Torah scroll (photo credit: ROOM404.NET)
Torah scroll
(photo credit: ROOM404.NET)
In the presence of MKs, rabbis and veterans of the Soviet Union’s Red Army, a Torah scroll was completed in the Knesset on Tuesday and dedicated to its synagogue to commemorate Jews who fought in various armies and partisan units during the Second World War.
The initiative to commemorate May 9 – the date on which Russia marks victory over the Third Reich – in the Jewish calendar as a day of honor for Jewish fighters in the war came from Gabriel German Zaharyaev, a vice president of the Russian Jewish Congress who also donated the funds for the Torah itself.
At the ceremony in the Knesset auditorium, Knesset Speaker Yuli Edelstein said that there is no better way to commemorate Jewish fighters against the Nazis than to dedicate a Torah in their memory.
“In pogroms against Jews in the past, they would always burn Torah scrolls, because this was the symbol of the Jewish people,” said Edelstein.
“The fact that we are continuing [in the path] of our Torah proves our victory,” he declared.

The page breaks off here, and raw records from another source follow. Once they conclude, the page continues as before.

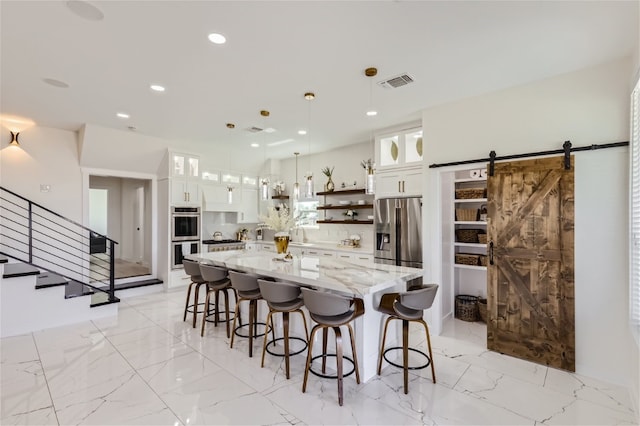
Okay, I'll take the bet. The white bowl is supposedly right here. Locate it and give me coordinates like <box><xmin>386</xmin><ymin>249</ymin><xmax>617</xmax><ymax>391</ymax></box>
<box><xmin>357</xmin><ymin>200</ymin><xmax>366</xmax><ymax>205</ymax></box>
<box><xmin>338</xmin><ymin>200</ymin><xmax>351</xmax><ymax>205</ymax></box>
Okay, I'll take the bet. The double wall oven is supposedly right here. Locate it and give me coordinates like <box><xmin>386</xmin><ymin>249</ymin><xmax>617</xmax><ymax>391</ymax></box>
<box><xmin>171</xmin><ymin>207</ymin><xmax>200</xmax><ymax>269</ymax></box>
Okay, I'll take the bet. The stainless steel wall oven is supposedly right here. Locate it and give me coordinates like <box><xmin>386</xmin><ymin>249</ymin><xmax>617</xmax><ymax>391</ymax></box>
<box><xmin>171</xmin><ymin>207</ymin><xmax>200</xmax><ymax>242</ymax></box>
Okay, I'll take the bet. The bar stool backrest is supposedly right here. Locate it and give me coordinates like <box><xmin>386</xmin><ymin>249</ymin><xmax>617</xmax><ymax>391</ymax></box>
<box><xmin>301</xmin><ymin>288</ymin><xmax>352</xmax><ymax>317</ymax></box>
<box><xmin>399</xmin><ymin>284</ymin><xmax>438</xmax><ymax>311</ymax></box>
<box><xmin>229</xmin><ymin>270</ymin><xmax>260</xmax><ymax>292</ymax></box>
<box><xmin>183</xmin><ymin>259</ymin><xmax>203</xmax><ymax>278</ymax></box>
<box><xmin>258</xmin><ymin>279</ymin><xmax>300</xmax><ymax>303</ymax></box>
<box><xmin>199</xmin><ymin>264</ymin><xmax>228</xmax><ymax>282</ymax></box>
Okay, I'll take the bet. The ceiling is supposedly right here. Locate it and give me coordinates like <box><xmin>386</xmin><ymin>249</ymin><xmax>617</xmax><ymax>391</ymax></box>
<box><xmin>1</xmin><ymin>1</ymin><xmax>638</xmax><ymax>159</ymax></box>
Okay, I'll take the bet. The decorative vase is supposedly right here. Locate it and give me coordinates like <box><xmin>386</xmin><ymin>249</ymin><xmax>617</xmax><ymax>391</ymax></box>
<box><xmin>274</xmin><ymin>233</ymin><xmax>290</xmax><ymax>254</ymax></box>
<box><xmin>325</xmin><ymin>177</ymin><xmax>335</xmax><ymax>192</ymax></box>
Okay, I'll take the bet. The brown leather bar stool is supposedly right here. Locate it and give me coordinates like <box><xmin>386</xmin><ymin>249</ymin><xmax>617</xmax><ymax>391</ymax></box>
<box><xmin>228</xmin><ymin>270</ymin><xmax>271</xmax><ymax>357</ymax></box>
<box><xmin>258</xmin><ymin>279</ymin><xmax>310</xmax><ymax>379</ymax></box>
<box><xmin>301</xmin><ymin>288</ymin><xmax>365</xmax><ymax>406</ymax></box>
<box><xmin>376</xmin><ymin>284</ymin><xmax>439</xmax><ymax>394</ymax></box>
<box><xmin>182</xmin><ymin>259</ymin><xmax>208</xmax><ymax>328</ymax></box>
<box><xmin>199</xmin><ymin>264</ymin><xmax>235</xmax><ymax>338</ymax></box>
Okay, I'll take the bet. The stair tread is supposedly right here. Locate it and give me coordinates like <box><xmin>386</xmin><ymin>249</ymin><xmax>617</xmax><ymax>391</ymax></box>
<box><xmin>97</xmin><ymin>278</ymin><xmax>163</xmax><ymax>292</ymax></box>
<box><xmin>90</xmin><ymin>292</ymin><xmax>120</xmax><ymax>307</ymax></box>
<box><xmin>36</xmin><ymin>272</ymin><xmax>69</xmax><ymax>289</ymax></box>
<box><xmin>3</xmin><ymin>263</ymin><xmax>41</xmax><ymax>278</ymax></box>
<box><xmin>64</xmin><ymin>280</ymin><xmax>95</xmax><ymax>299</ymax></box>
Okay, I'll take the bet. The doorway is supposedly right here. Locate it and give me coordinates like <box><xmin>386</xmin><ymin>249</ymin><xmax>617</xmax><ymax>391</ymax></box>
<box><xmin>89</xmin><ymin>176</ymin><xmax>152</xmax><ymax>279</ymax></box>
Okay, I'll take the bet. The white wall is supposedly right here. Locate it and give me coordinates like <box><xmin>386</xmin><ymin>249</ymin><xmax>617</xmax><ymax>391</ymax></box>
<box><xmin>422</xmin><ymin>57</ymin><xmax>637</xmax><ymax>388</ymax></box>
<box><xmin>279</xmin><ymin>142</ymin><xmax>373</xmax><ymax>193</ymax></box>
<box><xmin>0</xmin><ymin>126</ymin><xmax>82</xmax><ymax>221</ymax></box>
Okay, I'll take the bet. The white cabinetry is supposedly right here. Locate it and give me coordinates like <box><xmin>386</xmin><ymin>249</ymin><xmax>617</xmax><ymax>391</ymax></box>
<box><xmin>375</xmin><ymin>167</ymin><xmax>422</xmax><ymax>198</ymax></box>
<box><xmin>170</xmin><ymin>152</ymin><xmax>200</xmax><ymax>206</ymax></box>
<box><xmin>374</xmin><ymin>126</ymin><xmax>423</xmax><ymax>198</ymax></box>
<box><xmin>376</xmin><ymin>127</ymin><xmax>423</xmax><ymax>170</ymax></box>
<box><xmin>305</xmin><ymin>248</ymin><xmax>335</xmax><ymax>258</ymax></box>
<box><xmin>239</xmin><ymin>188</ymin><xmax>259</xmax><ymax>223</ymax></box>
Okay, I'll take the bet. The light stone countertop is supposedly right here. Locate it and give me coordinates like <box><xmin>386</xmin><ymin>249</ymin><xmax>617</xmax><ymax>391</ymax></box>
<box><xmin>185</xmin><ymin>250</ymin><xmax>422</xmax><ymax>297</ymax></box>
<box><xmin>247</xmin><ymin>239</ymin><xmax>373</xmax><ymax>255</ymax></box>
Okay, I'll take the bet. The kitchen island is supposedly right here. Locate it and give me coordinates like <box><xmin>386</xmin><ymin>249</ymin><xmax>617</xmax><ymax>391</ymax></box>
<box><xmin>186</xmin><ymin>250</ymin><xmax>424</xmax><ymax>381</ymax></box>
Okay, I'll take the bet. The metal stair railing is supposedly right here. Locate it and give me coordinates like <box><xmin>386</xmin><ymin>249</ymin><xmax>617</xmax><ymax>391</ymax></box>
<box><xmin>0</xmin><ymin>186</ymin><xmax>118</xmax><ymax>302</ymax></box>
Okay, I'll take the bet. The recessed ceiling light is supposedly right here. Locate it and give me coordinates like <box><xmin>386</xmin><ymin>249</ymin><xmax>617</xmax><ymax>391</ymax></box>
<box><xmin>150</xmin><ymin>84</ymin><xmax>165</xmax><ymax>92</ymax></box>
<box><xmin>66</xmin><ymin>0</ymin><xmax>104</xmax><ymax>21</ymax></box>
<box><xmin>116</xmin><ymin>112</ymin><xmax>129</xmax><ymax>119</ymax></box>
<box><xmin>263</xmin><ymin>127</ymin><xmax>276</xmax><ymax>133</ymax></box>
<box><xmin>298</xmin><ymin>130</ymin><xmax>307</xmax><ymax>135</ymax></box>
<box><xmin>43</xmin><ymin>78</ymin><xmax>69</xmax><ymax>88</ymax></box>
<box><xmin>208</xmin><ymin>33</ymin><xmax>226</xmax><ymax>44</ymax></box>
<box><xmin>366</xmin><ymin>110</ymin><xmax>378</xmax><ymax>116</ymax></box>
<box><xmin>250</xmin><ymin>143</ymin><xmax>260</xmax><ymax>148</ymax></box>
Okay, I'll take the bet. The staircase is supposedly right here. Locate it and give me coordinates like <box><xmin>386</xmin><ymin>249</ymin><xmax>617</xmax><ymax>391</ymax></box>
<box><xmin>0</xmin><ymin>186</ymin><xmax>160</xmax><ymax>337</ymax></box>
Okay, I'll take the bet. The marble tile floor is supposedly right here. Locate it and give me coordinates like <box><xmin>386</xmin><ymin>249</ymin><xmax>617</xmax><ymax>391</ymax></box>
<box><xmin>1</xmin><ymin>288</ymin><xmax>637</xmax><ymax>425</ymax></box>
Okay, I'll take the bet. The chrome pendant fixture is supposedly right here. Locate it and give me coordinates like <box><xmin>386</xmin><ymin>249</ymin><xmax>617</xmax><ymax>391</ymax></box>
<box><xmin>304</xmin><ymin>92</ymin><xmax>315</xmax><ymax>198</ymax></box>
<box><xmin>365</xmin><ymin>67</ymin><xmax>377</xmax><ymax>195</ymax></box>
<box><xmin>227</xmin><ymin>185</ymin><xmax>234</xmax><ymax>204</ymax></box>
<box><xmin>293</xmin><ymin>152</ymin><xmax>300</xmax><ymax>200</ymax></box>
<box><xmin>260</xmin><ymin>110</ymin><xmax>270</xmax><ymax>201</ymax></box>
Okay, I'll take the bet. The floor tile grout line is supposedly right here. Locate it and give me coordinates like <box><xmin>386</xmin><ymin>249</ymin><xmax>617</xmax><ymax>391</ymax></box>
<box><xmin>123</xmin><ymin>293</ymin><xmax>309</xmax><ymax>424</ymax></box>
<box><xmin>30</xmin><ymin>332</ymin><xmax>61</xmax><ymax>426</ymax></box>
<box><xmin>91</xmin><ymin>318</ymin><xmax>187</xmax><ymax>426</ymax></box>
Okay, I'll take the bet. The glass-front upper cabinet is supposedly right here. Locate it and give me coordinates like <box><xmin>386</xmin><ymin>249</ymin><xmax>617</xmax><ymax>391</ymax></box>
<box><xmin>172</xmin><ymin>153</ymin><xmax>200</xmax><ymax>178</ymax></box>
<box><xmin>376</xmin><ymin>127</ymin><xmax>423</xmax><ymax>170</ymax></box>
<box><xmin>221</xmin><ymin>172</ymin><xmax>241</xmax><ymax>185</ymax></box>
<box><xmin>201</xmin><ymin>170</ymin><xmax>220</xmax><ymax>183</ymax></box>
<box><xmin>242</xmin><ymin>175</ymin><xmax>258</xmax><ymax>187</ymax></box>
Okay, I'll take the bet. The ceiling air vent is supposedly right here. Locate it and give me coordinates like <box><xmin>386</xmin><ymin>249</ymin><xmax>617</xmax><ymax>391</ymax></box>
<box><xmin>378</xmin><ymin>73</ymin><xmax>414</xmax><ymax>89</ymax></box>
<box><xmin>246</xmin><ymin>126</ymin><xmax>263</xmax><ymax>133</ymax></box>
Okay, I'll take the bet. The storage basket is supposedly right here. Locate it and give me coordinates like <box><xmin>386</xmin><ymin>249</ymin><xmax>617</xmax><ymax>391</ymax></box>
<box><xmin>455</xmin><ymin>188</ymin><xmax>486</xmax><ymax>199</ymax></box>
<box><xmin>478</xmin><ymin>298</ymin><xmax>487</xmax><ymax>322</ymax></box>
<box><xmin>455</xmin><ymin>253</ymin><xmax>480</xmax><ymax>266</ymax></box>
<box><xmin>455</xmin><ymin>229</ymin><xmax>481</xmax><ymax>243</ymax></box>
<box><xmin>455</xmin><ymin>208</ymin><xmax>478</xmax><ymax>221</ymax></box>
<box><xmin>455</xmin><ymin>295</ymin><xmax>479</xmax><ymax>322</ymax></box>
<box><xmin>478</xmin><ymin>233</ymin><xmax>488</xmax><ymax>244</ymax></box>
<box><xmin>479</xmin><ymin>254</ymin><xmax>488</xmax><ymax>266</ymax></box>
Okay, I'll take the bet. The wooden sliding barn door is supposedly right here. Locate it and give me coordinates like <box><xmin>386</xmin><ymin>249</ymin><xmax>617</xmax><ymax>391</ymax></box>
<box><xmin>486</xmin><ymin>156</ymin><xmax>575</xmax><ymax>371</ymax></box>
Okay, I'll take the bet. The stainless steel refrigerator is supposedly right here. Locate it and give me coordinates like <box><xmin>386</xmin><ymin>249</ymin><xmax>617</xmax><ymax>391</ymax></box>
<box><xmin>374</xmin><ymin>197</ymin><xmax>423</xmax><ymax>268</ymax></box>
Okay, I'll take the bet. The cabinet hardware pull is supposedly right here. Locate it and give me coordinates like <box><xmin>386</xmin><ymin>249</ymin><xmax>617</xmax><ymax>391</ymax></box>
<box><xmin>402</xmin><ymin>180</ymin><xmax>405</xmax><ymax>193</ymax></box>
<box><xmin>489</xmin><ymin>241</ymin><xmax>494</xmax><ymax>265</ymax></box>
<box><xmin>398</xmin><ymin>181</ymin><xmax>401</xmax><ymax>193</ymax></box>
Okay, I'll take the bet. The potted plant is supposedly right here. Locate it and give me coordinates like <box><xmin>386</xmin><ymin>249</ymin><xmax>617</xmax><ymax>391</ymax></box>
<box><xmin>259</xmin><ymin>205</ymin><xmax>296</xmax><ymax>254</ymax></box>
<box><xmin>321</xmin><ymin>166</ymin><xmax>335</xmax><ymax>192</ymax></box>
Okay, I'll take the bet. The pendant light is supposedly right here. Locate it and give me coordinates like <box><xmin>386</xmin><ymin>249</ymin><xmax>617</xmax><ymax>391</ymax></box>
<box><xmin>225</xmin><ymin>123</ymin><xmax>235</xmax><ymax>204</ymax></box>
<box><xmin>293</xmin><ymin>152</ymin><xmax>300</xmax><ymax>200</ymax></box>
<box><xmin>365</xmin><ymin>67</ymin><xmax>377</xmax><ymax>195</ymax></box>
<box><xmin>304</xmin><ymin>92</ymin><xmax>315</xmax><ymax>198</ymax></box>
<box><xmin>260</xmin><ymin>110</ymin><xmax>270</xmax><ymax>201</ymax></box>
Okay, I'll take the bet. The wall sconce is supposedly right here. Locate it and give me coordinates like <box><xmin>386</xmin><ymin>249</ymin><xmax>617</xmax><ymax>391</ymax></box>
<box><xmin>10</xmin><ymin>131</ymin><xmax>20</xmax><ymax>147</ymax></box>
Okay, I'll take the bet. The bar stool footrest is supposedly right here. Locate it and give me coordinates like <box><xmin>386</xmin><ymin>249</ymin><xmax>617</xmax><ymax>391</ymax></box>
<box><xmin>309</xmin><ymin>354</ymin><xmax>356</xmax><ymax>379</ymax></box>
<box><xmin>185</xmin><ymin>302</ymin><xmax>207</xmax><ymax>315</ymax></box>
<box><xmin>265</xmin><ymin>336</ymin><xmax>308</xmax><ymax>357</ymax></box>
<box><xmin>203</xmin><ymin>311</ymin><xmax>234</xmax><ymax>324</ymax></box>
<box><xmin>233</xmin><ymin>321</ymin><xmax>271</xmax><ymax>339</ymax></box>
<box><xmin>382</xmin><ymin>346</ymin><xmax>431</xmax><ymax>370</ymax></box>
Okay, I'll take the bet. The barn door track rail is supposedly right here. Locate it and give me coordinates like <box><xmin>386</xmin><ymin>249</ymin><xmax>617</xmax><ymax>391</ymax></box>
<box><xmin>428</xmin><ymin>140</ymin><xmax>629</xmax><ymax>175</ymax></box>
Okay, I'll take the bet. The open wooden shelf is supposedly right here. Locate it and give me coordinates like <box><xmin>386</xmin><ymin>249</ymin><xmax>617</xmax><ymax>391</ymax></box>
<box><xmin>316</xmin><ymin>219</ymin><xmax>373</xmax><ymax>224</ymax></box>
<box><xmin>271</xmin><ymin>195</ymin><xmax>289</xmax><ymax>200</ymax></box>
<box><xmin>317</xmin><ymin>204</ymin><xmax>373</xmax><ymax>210</ymax></box>
<box><xmin>316</xmin><ymin>189</ymin><xmax>366</xmax><ymax>196</ymax></box>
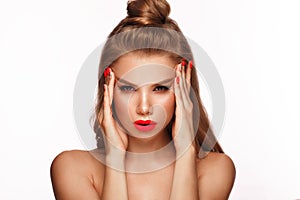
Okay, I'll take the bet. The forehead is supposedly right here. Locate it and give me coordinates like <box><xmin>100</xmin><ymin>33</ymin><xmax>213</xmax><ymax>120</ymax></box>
<box><xmin>113</xmin><ymin>53</ymin><xmax>176</xmax><ymax>85</ymax></box>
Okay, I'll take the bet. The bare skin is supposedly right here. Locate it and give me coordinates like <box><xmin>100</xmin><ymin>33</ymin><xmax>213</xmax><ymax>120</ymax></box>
<box><xmin>51</xmin><ymin>150</ymin><xmax>235</xmax><ymax>200</ymax></box>
<box><xmin>51</xmin><ymin>54</ymin><xmax>235</xmax><ymax>199</ymax></box>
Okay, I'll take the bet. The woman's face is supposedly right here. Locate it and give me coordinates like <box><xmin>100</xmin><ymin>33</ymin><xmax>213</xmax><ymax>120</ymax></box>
<box><xmin>112</xmin><ymin>53</ymin><xmax>176</xmax><ymax>139</ymax></box>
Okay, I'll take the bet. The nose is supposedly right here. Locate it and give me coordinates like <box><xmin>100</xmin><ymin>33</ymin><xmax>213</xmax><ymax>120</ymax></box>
<box><xmin>135</xmin><ymin>89</ymin><xmax>153</xmax><ymax>116</ymax></box>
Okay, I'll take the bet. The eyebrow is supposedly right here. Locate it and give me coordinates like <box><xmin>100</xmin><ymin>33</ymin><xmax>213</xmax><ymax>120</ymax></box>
<box><xmin>115</xmin><ymin>76</ymin><xmax>174</xmax><ymax>87</ymax></box>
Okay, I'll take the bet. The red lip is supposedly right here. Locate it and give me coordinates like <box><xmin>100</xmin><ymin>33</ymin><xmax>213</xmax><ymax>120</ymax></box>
<box><xmin>134</xmin><ymin>120</ymin><xmax>156</xmax><ymax>125</ymax></box>
<box><xmin>134</xmin><ymin>120</ymin><xmax>157</xmax><ymax>132</ymax></box>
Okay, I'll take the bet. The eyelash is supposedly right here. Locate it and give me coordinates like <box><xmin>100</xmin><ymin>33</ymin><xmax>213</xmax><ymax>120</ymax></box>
<box><xmin>118</xmin><ymin>86</ymin><xmax>170</xmax><ymax>92</ymax></box>
<box><xmin>154</xmin><ymin>86</ymin><xmax>170</xmax><ymax>91</ymax></box>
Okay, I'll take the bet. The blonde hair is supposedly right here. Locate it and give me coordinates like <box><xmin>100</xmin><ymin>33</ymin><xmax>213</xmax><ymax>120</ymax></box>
<box><xmin>93</xmin><ymin>0</ymin><xmax>223</xmax><ymax>154</ymax></box>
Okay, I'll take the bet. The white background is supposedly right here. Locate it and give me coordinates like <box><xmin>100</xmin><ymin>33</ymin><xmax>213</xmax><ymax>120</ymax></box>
<box><xmin>0</xmin><ymin>0</ymin><xmax>299</xmax><ymax>199</ymax></box>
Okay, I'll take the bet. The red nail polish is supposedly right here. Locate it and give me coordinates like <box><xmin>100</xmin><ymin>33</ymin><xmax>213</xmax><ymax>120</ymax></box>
<box><xmin>189</xmin><ymin>61</ymin><xmax>193</xmax><ymax>69</ymax></box>
<box><xmin>181</xmin><ymin>60</ymin><xmax>186</xmax><ymax>67</ymax></box>
<box><xmin>107</xmin><ymin>67</ymin><xmax>111</xmax><ymax>76</ymax></box>
<box><xmin>104</xmin><ymin>68</ymin><xmax>107</xmax><ymax>78</ymax></box>
<box><xmin>104</xmin><ymin>67</ymin><xmax>111</xmax><ymax>78</ymax></box>
<box><xmin>176</xmin><ymin>76</ymin><xmax>180</xmax><ymax>84</ymax></box>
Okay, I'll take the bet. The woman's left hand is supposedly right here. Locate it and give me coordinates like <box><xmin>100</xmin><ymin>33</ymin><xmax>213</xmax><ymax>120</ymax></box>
<box><xmin>172</xmin><ymin>60</ymin><xmax>196</xmax><ymax>154</ymax></box>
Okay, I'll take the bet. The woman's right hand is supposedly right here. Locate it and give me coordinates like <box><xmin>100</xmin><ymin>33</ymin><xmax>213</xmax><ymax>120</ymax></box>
<box><xmin>98</xmin><ymin>68</ymin><xmax>128</xmax><ymax>155</ymax></box>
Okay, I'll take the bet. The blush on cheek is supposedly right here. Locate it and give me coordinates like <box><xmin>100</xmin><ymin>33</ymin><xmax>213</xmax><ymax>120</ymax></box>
<box><xmin>161</xmin><ymin>94</ymin><xmax>175</xmax><ymax>106</ymax></box>
<box><xmin>158</xmin><ymin>94</ymin><xmax>175</xmax><ymax>118</ymax></box>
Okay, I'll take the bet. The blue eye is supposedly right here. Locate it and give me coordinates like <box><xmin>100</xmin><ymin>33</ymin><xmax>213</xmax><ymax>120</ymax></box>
<box><xmin>154</xmin><ymin>86</ymin><xmax>169</xmax><ymax>91</ymax></box>
<box><xmin>119</xmin><ymin>85</ymin><xmax>135</xmax><ymax>92</ymax></box>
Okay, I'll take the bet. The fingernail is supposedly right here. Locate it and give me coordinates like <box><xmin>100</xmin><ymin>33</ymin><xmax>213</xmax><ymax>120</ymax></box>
<box><xmin>176</xmin><ymin>76</ymin><xmax>180</xmax><ymax>84</ymax></box>
<box><xmin>104</xmin><ymin>67</ymin><xmax>111</xmax><ymax>78</ymax></box>
<box><xmin>189</xmin><ymin>60</ymin><xmax>193</xmax><ymax>69</ymax></box>
<box><xmin>107</xmin><ymin>67</ymin><xmax>111</xmax><ymax>77</ymax></box>
<box><xmin>181</xmin><ymin>60</ymin><xmax>186</xmax><ymax>67</ymax></box>
<box><xmin>104</xmin><ymin>68</ymin><xmax>108</xmax><ymax>78</ymax></box>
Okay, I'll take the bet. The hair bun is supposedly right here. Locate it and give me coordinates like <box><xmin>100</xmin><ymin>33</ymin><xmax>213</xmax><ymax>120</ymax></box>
<box><xmin>127</xmin><ymin>0</ymin><xmax>171</xmax><ymax>25</ymax></box>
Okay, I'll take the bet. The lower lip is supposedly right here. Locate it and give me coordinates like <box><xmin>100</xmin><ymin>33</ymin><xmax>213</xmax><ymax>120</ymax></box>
<box><xmin>134</xmin><ymin>124</ymin><xmax>156</xmax><ymax>132</ymax></box>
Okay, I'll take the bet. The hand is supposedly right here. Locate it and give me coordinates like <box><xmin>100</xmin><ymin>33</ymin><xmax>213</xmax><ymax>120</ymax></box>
<box><xmin>98</xmin><ymin>69</ymin><xmax>128</xmax><ymax>155</ymax></box>
<box><xmin>172</xmin><ymin>61</ymin><xmax>196</xmax><ymax>154</ymax></box>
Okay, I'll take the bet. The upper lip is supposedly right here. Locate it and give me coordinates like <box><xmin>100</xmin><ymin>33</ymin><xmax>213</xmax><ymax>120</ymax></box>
<box><xmin>134</xmin><ymin>120</ymin><xmax>156</xmax><ymax>125</ymax></box>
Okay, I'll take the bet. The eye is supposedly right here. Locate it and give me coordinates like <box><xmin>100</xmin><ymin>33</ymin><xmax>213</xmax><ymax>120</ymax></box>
<box><xmin>119</xmin><ymin>85</ymin><xmax>135</xmax><ymax>92</ymax></box>
<box><xmin>154</xmin><ymin>86</ymin><xmax>169</xmax><ymax>92</ymax></box>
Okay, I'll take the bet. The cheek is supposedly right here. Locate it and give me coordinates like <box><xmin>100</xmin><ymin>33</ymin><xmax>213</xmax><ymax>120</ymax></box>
<box><xmin>157</xmin><ymin>93</ymin><xmax>175</xmax><ymax>117</ymax></box>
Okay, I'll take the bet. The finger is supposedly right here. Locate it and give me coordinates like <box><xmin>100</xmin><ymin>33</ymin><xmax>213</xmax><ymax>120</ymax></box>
<box><xmin>176</xmin><ymin>63</ymin><xmax>190</xmax><ymax>109</ymax></box>
<box><xmin>179</xmin><ymin>61</ymin><xmax>191</xmax><ymax>108</ymax></box>
<box><xmin>108</xmin><ymin>70</ymin><xmax>115</xmax><ymax>105</ymax></box>
<box><xmin>180</xmin><ymin>60</ymin><xmax>189</xmax><ymax>100</ymax></box>
<box><xmin>173</xmin><ymin>76</ymin><xmax>181</xmax><ymax>139</ymax></box>
<box><xmin>174</xmin><ymin>64</ymin><xmax>183</xmax><ymax>108</ymax></box>
<box><xmin>104</xmin><ymin>67</ymin><xmax>110</xmax><ymax>85</ymax></box>
<box><xmin>103</xmin><ymin>84</ymin><xmax>118</xmax><ymax>142</ymax></box>
<box><xmin>185</xmin><ymin>60</ymin><xmax>192</xmax><ymax>91</ymax></box>
<box><xmin>175</xmin><ymin>63</ymin><xmax>181</xmax><ymax>79</ymax></box>
<box><xmin>103</xmin><ymin>84</ymin><xmax>111</xmax><ymax>123</ymax></box>
<box><xmin>180</xmin><ymin>60</ymin><xmax>186</xmax><ymax>87</ymax></box>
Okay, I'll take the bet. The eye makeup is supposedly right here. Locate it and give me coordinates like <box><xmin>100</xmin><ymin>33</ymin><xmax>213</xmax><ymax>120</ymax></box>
<box><xmin>117</xmin><ymin>84</ymin><xmax>171</xmax><ymax>93</ymax></box>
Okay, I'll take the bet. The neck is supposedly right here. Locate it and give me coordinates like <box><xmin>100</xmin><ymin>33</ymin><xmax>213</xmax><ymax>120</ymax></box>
<box><xmin>125</xmin><ymin>131</ymin><xmax>176</xmax><ymax>173</ymax></box>
<box><xmin>127</xmin><ymin>130</ymin><xmax>171</xmax><ymax>153</ymax></box>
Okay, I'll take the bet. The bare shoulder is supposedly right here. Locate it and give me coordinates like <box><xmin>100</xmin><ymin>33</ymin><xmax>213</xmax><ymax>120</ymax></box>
<box><xmin>50</xmin><ymin>149</ymin><xmax>105</xmax><ymax>200</ymax></box>
<box><xmin>196</xmin><ymin>152</ymin><xmax>236</xmax><ymax>199</ymax></box>
<box><xmin>51</xmin><ymin>149</ymin><xmax>105</xmax><ymax>174</ymax></box>
<box><xmin>196</xmin><ymin>152</ymin><xmax>236</xmax><ymax>174</ymax></box>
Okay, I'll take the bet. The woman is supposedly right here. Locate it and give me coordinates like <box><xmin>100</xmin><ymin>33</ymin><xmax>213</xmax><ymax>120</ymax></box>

After speeches by former chief rabbi and Holocaust survivor Yisrael Meir Lau and by the president of the Conference of European Rabbis, Pinchas Goldschmidt, the final letters of the Torah were inked by Edelstein, Jerusalem Affairs Minister Ze’ev Elkin, head of the opposition MK Isaac Herzog, MK Avigdor Liberman and several other MKs.
Following the completion of the Torah, it was danced down the Knesset’s hallways accompanied by raucous music along with rabbis, dignitaries and members of the audience from the event and brought into the Knesset synagogue with great fanfare.
“There is no better monument to, and immortalization of, the hundreds of thousands of Jewish soldiers who gave up their lives in the war against the Nazis than writing a Torah scroll, the eternal book of books of the Jewish people,” said Lau of the ceremony and the initiative to commemorate Jewish fighters who died during the war.